この淋代海岸は、昭和6年(1931)10月、二人のアメリカ青年、ヒューハーンドンとクライドバングボーン両氏が、ミスビードル号で太平洋無着陸横断飛行に成功した時の出発地である。飛行時間は41時間13分、飛行距離は4,877マイルだった。

ミスビードル号は、翼長14.8m、長さ8.3m、エンジンは425馬力で最高速度は240kmで、出発にあたっては荷重軽減のために離陸後車輪を投下して成功を期した。目的地ウェナッチでは胴体着陸を決行した。

この飛行は、世界中に衝撃を与え、日本でも昭和7年(1932)9月、予備役海軍中佐本間清氏外2名が「第3報知日米号」によりこの地から離陸したが、千島沖で連絡を絶ち行方不明になった。

このミスビードル号の太平洋無着陸横断飛行の成功を記念して、翌年、着陸地のアメリカウェナッチ市から、5本のリンゴの木が贈られてきた。

着陸したミスビードル号の機内には、5個の紅玉リンゴがあった。これはこの淋代海岸を出発するとき、二人が宿泊していた村長の家のチヨさんが、サンドイッチや紅茶などとともに食料として渡したものだった。

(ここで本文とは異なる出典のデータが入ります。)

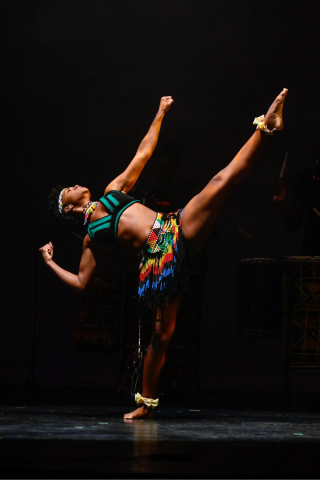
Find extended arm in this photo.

ウェナッチ市から贈られたリンゴの木は、この三沢村の人々の温かい協力に感謝して、リチャードデリシャスという新種のリンゴの穂木を贈ったものだった。出発地の青森県はリンゴの産地だが、ウェナッチ市も、世界のリンゴの都といわれる有名なリンゴの産地だった。

その後、このリンゴの穂木は、黒石のリンゴ試験場で大切に育てられ、昭和10年(1935)の秋、はじめてリチャードデリシャスが実り、次々に県内に広がっていった。